Mamori blinks. He might ask well ask if they should keep breathing air. “What other choice is there? We have to believe he can.” On the field, Hakushuu kicks a field goal to end their attack, and the ball changes hands.

Hiruma snorts. “Belief is useless. You have to make your dreams come true.”

“You are. You made this team, you brought it to the semi-finals, you turned an errand-runner into the most famous rookie of the year. Most people couldn’t do even one of those things. You brought them this far. Let them bring you the game.”

“Tell me what’s happening now.” His voice is flat, apparently unimpressed by her speech. He lets go of her wrist; her skin feels suddenly cold.

Mamori looks out the window and takes in the scene. Then she blinks, and stands to move closer. Focuses on Hakushuu’s players. Behind her, there’s a rustle.

“Well?”

“You already know,” she says, despondent.

“A quarterback spy. Marco.” Hiruma’s voice is low and harsh. She turns, and runs back.

“Hiruma-kun!”

Hiruma’s sitting on the bed, facecloth in his left hand. He’s breathing hard, shoulders rising and falling almost an inch with each breath, and sweat is beading on his forehead. His green eyes are hard and dark as iron-rich jade. He ignores her hand, and she slowly turns to match his gaze. They watch Kisaragi get up from the bench and walk back onto the field.

“You know a quarterback’s most important skill?” he asks suddenly, apropos of nothing.

She considers for a moment without turning. “Tactical planning.”

“Keh, how practical. No, fucking manager. That’s your job. A quarterback can’t just act on what’s happening. He has to know what’s going to happen.”

“What happens if he can’t stop it?”

“He plans around it. There’s tape in my bag. Get it.” He indicates the bag sitting against the wall with his foot. Mamori goes over to it slowly and digs through the spare equipment, handguns, loose shotgun shells and sugarless gum packs to find the white tape.

She tapes his arms as he tells her. Does the right first, and then the left.

“There’s no way you can continue with this,” she tells him. “I’ll –”

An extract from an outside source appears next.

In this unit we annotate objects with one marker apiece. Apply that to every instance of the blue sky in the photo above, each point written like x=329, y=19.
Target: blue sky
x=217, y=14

“Third question,” he says, and as he goes on she knows she was beaten before he was brought in here, before the match started, before the season even started. He asks, and she has no choice to answer. And whichever one she chooses, it can’t be the right one.

“False.” She knows it’s wrong. It’s simply the only protest she can make.

“Wrong,” he answers. “Keep your fucking promise. Tape it up good and tight.”

She does, wraps him like a mummy, as if these strips of tape could keep him safe when all his equipment and the strongest linebacker in the tournament couldn’t. Finally finished, he stands and pulls his gear back on jerkily, panting hard. Mamori watches crushing, his note into a tinier and tinier ball in her fist. At last, he picks up his helmet and heads for the door.

“Why bother with the note?” she asks, desperate now and playing for time. “You knew what would happen, you knew Sena would choose to play quarterback.”

“And so did you,” he shoots back. “Or would you have let your precious Sena play, knowing he would be next in line for Gaou once I was out? With that note, he was safe. If you could stand to use it.”

Mamori looks down at the dirty roll of paper and tape. “You knew I wouldn’t.”

Hiruma nods, grinning his devil’s grin. “And now you’ll help me go back out, so I can stop them crushing him.”

“Even when you lose, you win,” she spits at him, furious with the manipulation, the puppet strings she suddenly sees have guided her every move.

Hiruma stands in the doorway for a moment, shoulders bowed and helmet hanging from his fingertips. “If I can make you think so, we may have a chance.”

With the door open, the hum of the crowd is now a rumble. Mamori blinks, opening her mouth only to find she has nothing to say.

Hiruma swivels, straightening, and grins wildly. “As if I’d believe that kind of crap. Move it, fucking manager!” He disappears into the hall, the sound of his footsteps lost immediately in the echoing roar.

She has no idea if it’s a bluff or a double bluff, and ultimately it makes no difference. Hiruma has no need of a poker face; in the end, he’ll make you believe what he wants you to. Right now, all she can wonder is what he wants her to believe – that he’s omniscient, or that he isn’t.